Al salir de la torre y dirigirte por Front Street, el paisaje cambia de la moderna arquitectura que rodea la torre a los edificios más históricos que bordean el Mercado de St. Lawrence. Notarás que las calles son más concurridas aquí, con el ruido de las ruedas de las bicicletas y el murmullo de las conversaciones mezclándose con el aroma de productos frescos. Continuando hacia el norte por Jarvis Street, la atmósfera se vuelve más tranquila, con acogedoras cafeterías y tiendas a lo largo del camino. Los árboles arriba crean una luz moteada, y pronto te encontrarás entrando en la exuberante extensión de Queen’s Park, donde el sonido de las hojas susurrantes llena el aire.

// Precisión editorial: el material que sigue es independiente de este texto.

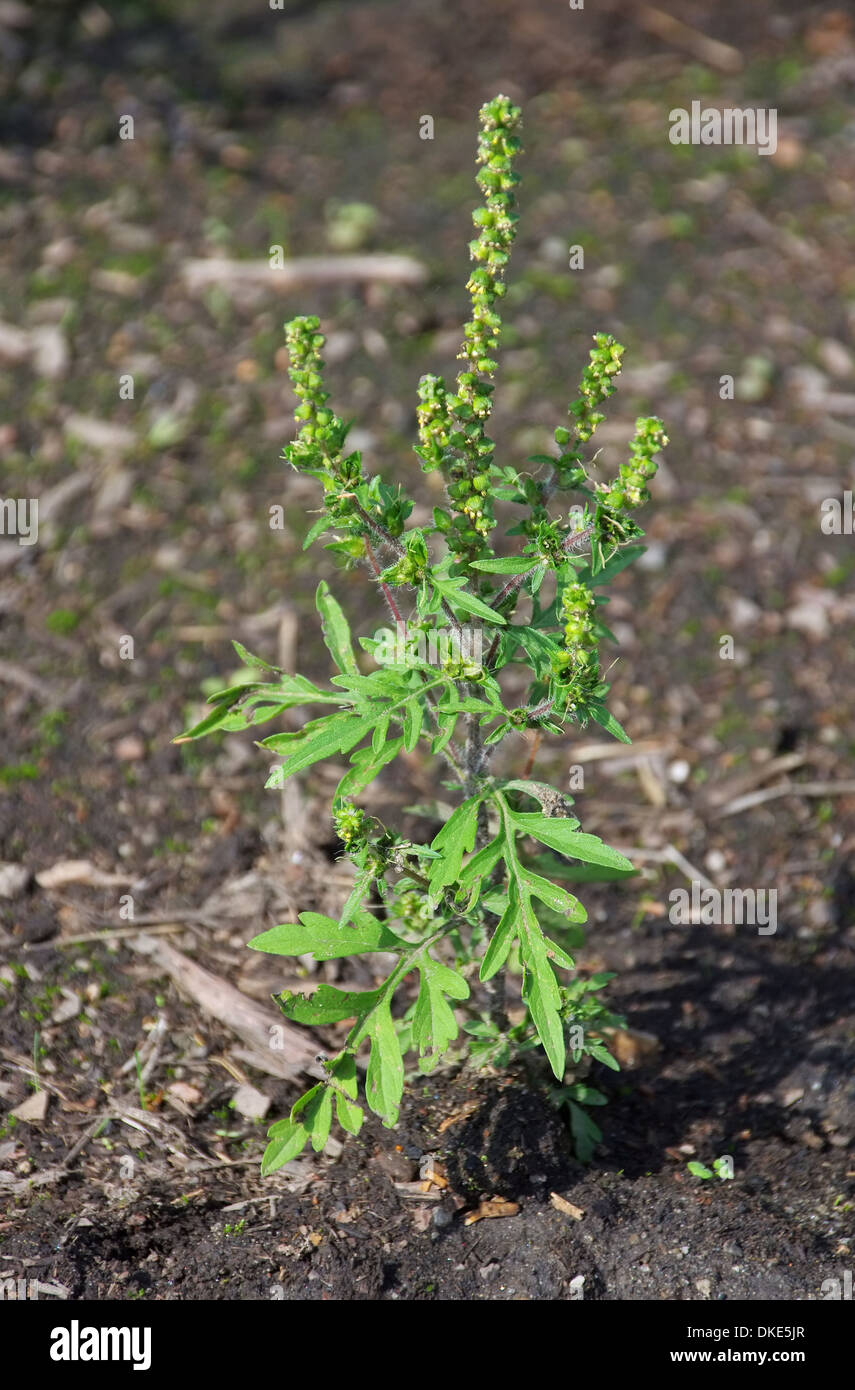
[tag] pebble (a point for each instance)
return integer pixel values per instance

Ten cuidado al navegar por los irregulares adoquines cerca del Mercado de St. Lawrence y ten precaución con los ciclistas que pasan rápidamente por Jarvis Street. El área también puede ser un punto caliente para carteristas, así que mantén tus pertenencias seguras. Si planeas visitar el Museo Real de Ontario, verifica los horarios de apertura con anticipación, ya que pueden variar, especialmente durante las vacaciones.
Unas cómodas zapatillas para caminar son esenciales para esta ruta, ya que el terreno cambia de aceras lisas a calles adoquinadas. Lleva una botella de agua para mantenerte hidratado, especialmente si caminas en un día soleado. Si estás afuera por la tarde, considera llevar una chaqueta ligera para las temperaturas más frescas a medida que el sol comienza a ponerse.
El mejor momento de tu caminata será al acercarte al Museo Real de Ontario justo antes del anochecer. La arquitectura del edificio brilla con la luz que se desvanece, y el suave zumbido de la actividad vespertina llena el aire. Tómate un momento para inhalar el aroma de los jardines cercanos, donde el olor terroso del suelo se mezcla con las últimas notas de flores en flor.